Funding your retirement with annuities
There are many types of insurance that can protect you financially from poor health, accidents or unexpected situations. But if you want a steady income after retiring, then an annuity could suit you.
An annuity is a form of life insurance with a savings element, often used for retirement planning. You can buy an annuity by paying premiums in instalments, or pay with a lump sum. Depending on the terms of the annuity and your needs, when you retire you can either receive regular payments or take a lump sum payment
The following pointers will help you decide whether an annuity is right for you:
1. What is the protection?
The level of protection provided by different insurance products varies. If you want a steady income to help make livelihood after retiring, for a set time, or for the whole of your retirement, an annuity could be the answer. The premium paid for the annuity, with either a guaranteed or non-guaranteed return (if applicable), should provide a fairly stable income after you retire.
Although annuities have a life insurance element, the savings element is more important. This means the financial protection in the event of passing away is lower compared to other life insurance products – so you should not see it as a substitute for life insurance.
2. Can annuities be part of the will?
An annuity plan is similar in some ways to life insurance. You can choose who will receive the death benefits (i.e. the beneficiary) from the insurance company when you pass away. The amount of money the beneficiary will receive is set by the terms of the annuity agreement, and affected by how much you have previously taken from the annuity.
3. Can you afford to pay the premiums?
An annuity plan is a type of insurance, so you need to make sure you can pay the premiums.
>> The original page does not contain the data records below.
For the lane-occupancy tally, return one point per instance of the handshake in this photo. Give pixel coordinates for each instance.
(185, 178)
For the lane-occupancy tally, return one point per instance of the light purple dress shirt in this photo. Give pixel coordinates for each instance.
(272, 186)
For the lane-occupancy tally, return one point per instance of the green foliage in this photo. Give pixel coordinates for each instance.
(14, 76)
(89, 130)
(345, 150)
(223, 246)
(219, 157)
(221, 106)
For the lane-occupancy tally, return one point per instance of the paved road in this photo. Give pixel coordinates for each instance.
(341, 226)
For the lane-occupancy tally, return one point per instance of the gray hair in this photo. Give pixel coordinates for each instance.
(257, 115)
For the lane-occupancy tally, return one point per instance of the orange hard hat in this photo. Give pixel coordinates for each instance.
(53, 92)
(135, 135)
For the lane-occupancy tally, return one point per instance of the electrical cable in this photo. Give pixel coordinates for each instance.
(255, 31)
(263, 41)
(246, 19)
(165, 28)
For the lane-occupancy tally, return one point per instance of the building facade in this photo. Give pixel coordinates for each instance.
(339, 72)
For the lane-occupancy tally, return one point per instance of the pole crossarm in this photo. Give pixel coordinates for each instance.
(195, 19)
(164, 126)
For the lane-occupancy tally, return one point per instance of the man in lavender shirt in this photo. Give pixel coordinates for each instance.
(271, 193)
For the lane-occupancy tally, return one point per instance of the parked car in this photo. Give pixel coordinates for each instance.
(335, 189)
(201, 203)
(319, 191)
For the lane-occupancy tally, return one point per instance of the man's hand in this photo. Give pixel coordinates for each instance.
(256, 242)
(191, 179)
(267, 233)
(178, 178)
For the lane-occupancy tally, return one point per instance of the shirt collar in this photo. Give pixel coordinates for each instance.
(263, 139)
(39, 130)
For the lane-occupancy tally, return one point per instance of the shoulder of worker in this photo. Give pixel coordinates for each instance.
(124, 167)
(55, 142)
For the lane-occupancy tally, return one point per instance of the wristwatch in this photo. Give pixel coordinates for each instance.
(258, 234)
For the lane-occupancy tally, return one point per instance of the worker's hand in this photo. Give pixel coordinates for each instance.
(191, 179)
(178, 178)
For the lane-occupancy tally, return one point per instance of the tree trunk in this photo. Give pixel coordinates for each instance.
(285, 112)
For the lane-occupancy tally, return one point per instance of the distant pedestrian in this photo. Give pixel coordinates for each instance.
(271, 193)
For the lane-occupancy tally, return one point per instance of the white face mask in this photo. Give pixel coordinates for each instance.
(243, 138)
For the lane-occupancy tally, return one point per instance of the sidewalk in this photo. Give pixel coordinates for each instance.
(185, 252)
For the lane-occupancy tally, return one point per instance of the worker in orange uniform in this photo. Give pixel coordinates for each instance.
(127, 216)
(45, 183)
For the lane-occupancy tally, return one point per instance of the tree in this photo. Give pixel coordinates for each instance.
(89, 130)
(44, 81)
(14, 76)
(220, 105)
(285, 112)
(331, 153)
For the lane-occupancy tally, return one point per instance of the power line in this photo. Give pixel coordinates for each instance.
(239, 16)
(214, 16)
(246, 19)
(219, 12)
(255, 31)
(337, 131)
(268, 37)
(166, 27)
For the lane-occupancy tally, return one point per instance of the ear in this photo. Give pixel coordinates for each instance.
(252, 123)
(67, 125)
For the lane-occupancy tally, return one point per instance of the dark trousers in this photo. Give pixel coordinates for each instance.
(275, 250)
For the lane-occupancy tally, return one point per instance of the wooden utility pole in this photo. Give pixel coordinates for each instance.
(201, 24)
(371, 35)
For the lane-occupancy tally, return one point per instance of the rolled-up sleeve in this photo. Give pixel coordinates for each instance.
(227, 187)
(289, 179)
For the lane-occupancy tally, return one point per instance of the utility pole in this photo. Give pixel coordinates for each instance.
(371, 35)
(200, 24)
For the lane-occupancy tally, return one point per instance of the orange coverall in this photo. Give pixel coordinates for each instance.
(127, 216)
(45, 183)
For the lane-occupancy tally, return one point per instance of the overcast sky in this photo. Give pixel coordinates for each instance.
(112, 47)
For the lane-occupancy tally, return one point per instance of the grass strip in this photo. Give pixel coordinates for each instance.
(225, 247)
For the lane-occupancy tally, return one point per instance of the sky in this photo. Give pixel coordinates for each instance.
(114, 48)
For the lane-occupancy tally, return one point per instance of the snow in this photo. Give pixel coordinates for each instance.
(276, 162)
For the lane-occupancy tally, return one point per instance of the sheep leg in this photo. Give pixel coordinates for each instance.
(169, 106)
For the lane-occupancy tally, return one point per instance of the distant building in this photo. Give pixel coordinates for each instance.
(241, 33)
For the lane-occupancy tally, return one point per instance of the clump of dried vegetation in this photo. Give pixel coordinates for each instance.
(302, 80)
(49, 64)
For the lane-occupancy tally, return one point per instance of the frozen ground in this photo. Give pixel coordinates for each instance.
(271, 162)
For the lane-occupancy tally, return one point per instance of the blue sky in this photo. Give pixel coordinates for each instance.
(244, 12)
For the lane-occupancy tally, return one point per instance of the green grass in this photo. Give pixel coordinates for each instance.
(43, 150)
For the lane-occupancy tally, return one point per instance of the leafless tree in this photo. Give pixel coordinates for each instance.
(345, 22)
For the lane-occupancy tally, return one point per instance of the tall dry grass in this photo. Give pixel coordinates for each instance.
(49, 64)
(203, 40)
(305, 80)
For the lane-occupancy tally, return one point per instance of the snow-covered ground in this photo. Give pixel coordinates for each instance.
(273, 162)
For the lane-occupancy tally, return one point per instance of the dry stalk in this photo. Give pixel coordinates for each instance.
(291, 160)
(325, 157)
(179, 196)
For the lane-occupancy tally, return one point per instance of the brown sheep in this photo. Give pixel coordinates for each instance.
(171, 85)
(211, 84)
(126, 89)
If you pay premiums in instalments, the time period could be from a few years to 20 years. Therefore, you should plan early for your retirement, and think of signing up for an annuity while you still have a stable income.
4. How much can you expect from an annuity?
Compared to investments like stocks or bonds, the risk and return for annuities are lower. The return is usually in two parts (i) guaranteed and (ii) non-guaranteed. The guaranteed part is the return promised by the insurance company – though there may be conditions attached. The non-guaranteed part is affected by factors such as return of investment. Therefore, the final sum is not fixed in stone.
5. Can you cash out?
Like most life insurance policies, an annuity is for the long-term. You will not be able to withdraw your benefits whenever you want. If you do need money and want to cut short the contract, such as surrender the policy during the premium payment period, the money you are paid out may be less than what you paid in.